The title apparently didn't come from "Valley of the Dolls," but the loose similarities are a bit uncanny--three women, paralyzed by addiction to sleeping pills, being manipulated by others. and death for one of the characters(earlier victims in "Uncanny Valley"). As Patrick Jane would say, "There is no such thing as a coincidence."
|Copied this from the note I added when I added the episode: The title of this episode refers to the hypothesis that holds when robots and other facsimiles of humans look and act almost like actual humans, this resemblance causes a response of revulsion among human observers. The "valley" is a dip in a proposed graph of the positivity of human reaction as a function of a robot's lifelikeness and explains why almost-human-looking robots scare people more than mechanical-looking robots. |
Would anyone agree that we felt revulsion when we observed the dolls?
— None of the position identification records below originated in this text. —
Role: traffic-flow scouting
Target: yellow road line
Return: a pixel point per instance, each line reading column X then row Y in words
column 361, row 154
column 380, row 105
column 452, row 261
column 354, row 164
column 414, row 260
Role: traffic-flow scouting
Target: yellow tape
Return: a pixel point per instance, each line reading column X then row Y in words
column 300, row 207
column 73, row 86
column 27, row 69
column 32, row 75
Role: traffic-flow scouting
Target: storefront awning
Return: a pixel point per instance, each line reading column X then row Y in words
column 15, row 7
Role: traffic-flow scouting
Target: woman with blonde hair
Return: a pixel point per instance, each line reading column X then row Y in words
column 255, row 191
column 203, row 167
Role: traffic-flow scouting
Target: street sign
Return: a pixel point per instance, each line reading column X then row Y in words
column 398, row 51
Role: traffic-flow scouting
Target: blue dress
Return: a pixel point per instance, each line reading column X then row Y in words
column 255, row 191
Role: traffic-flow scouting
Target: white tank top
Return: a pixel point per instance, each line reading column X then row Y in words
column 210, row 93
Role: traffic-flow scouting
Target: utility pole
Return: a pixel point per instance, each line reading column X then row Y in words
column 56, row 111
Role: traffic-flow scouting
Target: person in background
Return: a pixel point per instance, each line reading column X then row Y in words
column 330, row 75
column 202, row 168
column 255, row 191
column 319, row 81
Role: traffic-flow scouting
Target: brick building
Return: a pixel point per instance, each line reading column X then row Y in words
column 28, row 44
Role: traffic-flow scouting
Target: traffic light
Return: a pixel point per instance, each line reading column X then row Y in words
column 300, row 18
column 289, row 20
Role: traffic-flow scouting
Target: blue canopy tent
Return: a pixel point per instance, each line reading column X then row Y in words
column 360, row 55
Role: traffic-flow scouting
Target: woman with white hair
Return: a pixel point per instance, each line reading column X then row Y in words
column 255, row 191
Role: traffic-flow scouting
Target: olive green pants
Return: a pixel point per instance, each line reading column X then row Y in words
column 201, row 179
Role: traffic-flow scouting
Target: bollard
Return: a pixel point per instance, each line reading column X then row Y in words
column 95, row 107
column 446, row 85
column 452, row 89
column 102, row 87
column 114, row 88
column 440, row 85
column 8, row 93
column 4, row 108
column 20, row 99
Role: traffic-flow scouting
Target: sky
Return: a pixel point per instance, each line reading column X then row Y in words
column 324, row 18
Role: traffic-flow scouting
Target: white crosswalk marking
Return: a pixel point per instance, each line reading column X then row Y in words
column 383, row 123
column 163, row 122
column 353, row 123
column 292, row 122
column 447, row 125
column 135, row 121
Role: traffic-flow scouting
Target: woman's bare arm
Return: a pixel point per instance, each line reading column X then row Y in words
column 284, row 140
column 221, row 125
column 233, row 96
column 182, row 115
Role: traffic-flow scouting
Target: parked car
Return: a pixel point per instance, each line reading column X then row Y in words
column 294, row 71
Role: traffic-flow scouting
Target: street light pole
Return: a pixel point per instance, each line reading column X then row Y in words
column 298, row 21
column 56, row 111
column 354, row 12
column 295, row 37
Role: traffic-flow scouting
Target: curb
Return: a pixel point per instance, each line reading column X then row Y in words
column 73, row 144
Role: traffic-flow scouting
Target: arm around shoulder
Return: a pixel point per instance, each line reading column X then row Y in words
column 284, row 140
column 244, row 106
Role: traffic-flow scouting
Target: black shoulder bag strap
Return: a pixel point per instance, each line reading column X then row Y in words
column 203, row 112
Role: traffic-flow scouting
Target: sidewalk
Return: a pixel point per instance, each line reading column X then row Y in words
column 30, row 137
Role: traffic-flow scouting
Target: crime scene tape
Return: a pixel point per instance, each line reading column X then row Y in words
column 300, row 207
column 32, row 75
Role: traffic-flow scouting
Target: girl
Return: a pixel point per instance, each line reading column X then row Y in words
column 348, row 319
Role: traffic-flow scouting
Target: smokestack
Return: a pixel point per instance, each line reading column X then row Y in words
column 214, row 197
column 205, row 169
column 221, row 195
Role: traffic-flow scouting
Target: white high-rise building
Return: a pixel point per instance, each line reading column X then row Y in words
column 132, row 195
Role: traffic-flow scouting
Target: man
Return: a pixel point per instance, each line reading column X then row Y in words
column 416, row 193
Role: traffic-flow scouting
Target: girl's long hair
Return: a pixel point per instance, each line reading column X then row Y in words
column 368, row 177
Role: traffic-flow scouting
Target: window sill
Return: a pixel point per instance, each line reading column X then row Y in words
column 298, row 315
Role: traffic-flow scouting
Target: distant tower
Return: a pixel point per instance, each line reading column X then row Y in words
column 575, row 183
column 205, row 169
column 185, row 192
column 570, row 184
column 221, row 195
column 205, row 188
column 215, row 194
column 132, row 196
|Copied this from the note I added when I added the episode: The title of this episode refers to the hypothesis that holds when robots and other facsimiles of humans look and act almost like actual humans, this resemblance causes a response of revulsion among human observers. The "valley" is a dip in a proposed graph of the positivity of human reaction as a function of a robot's lifelikeness and explains why almost-human-looking robots scare people more than mechanical-looking robots. Would anyone agree that we felt revulsion when we observed the dolls?|
I looked up the definition of the term "uncanny valley" when I became curious about the title after I saw the preview, and after watching the episode I know exactly what it means - I can't remember another time where the actual victims creeped me out! The make up in this episode was superb, the women looked beautiful and eerie at the same time but crucially, if the hair and clothes were modern then I doubt that the effect would have had such an impact, they really did look like dolls and as Emily might have said they also looked so "lifelike"!
It was wonderful seeing more of MGG and I was especially relieved to see that he managed to walk without a cane. I love the way Reid's mind works but I also find his sensitivity towards certain unsubs so endearing, although he has matured a lot since the early episodes and can be assertive when necessary, I loved the confrontation with Samantha's pig-of-a-father, what a dirtbag! Poor Samantha reminded me of Kathy Bates in "Misery" for some reason, the actress who played her (Jennifer Hasty) was great!
I might be wrong but didn't I read that Hotch struggled with this case? He seemed fine to me or was I reading the wrong episode summary? All in all though, I absolutely loved this episode
The actresses restricted to using on their eyes were amazing!! And the make-up.... freaking crazy, yet so smooth and beautiful.
Maybe making something out of nothing... but after they have the Unsub in custody, Rossi says "Good job, Agent Reid" or something to that effect. Maybe because the chess / Gideon references made Gideon on my mind, always calling him "Dr Reid" to be sure he isn't treated like a kid. Maybe be calling him "Agent Reid" Rossi was hinting our good Dr is all grown up now? Or a nod to his being more than just a brilliant mind? *shrug*
|I read that Hotch struggled with this case? He seemed fine to me or was I reading the wrong episode summary?|
I totally agree man! give the emmy/people's choice award to the make-up/wardrobe/script/director and everyone else, this is the creepiest episode I've ever seen and it was sooo good I saw it 3 more times!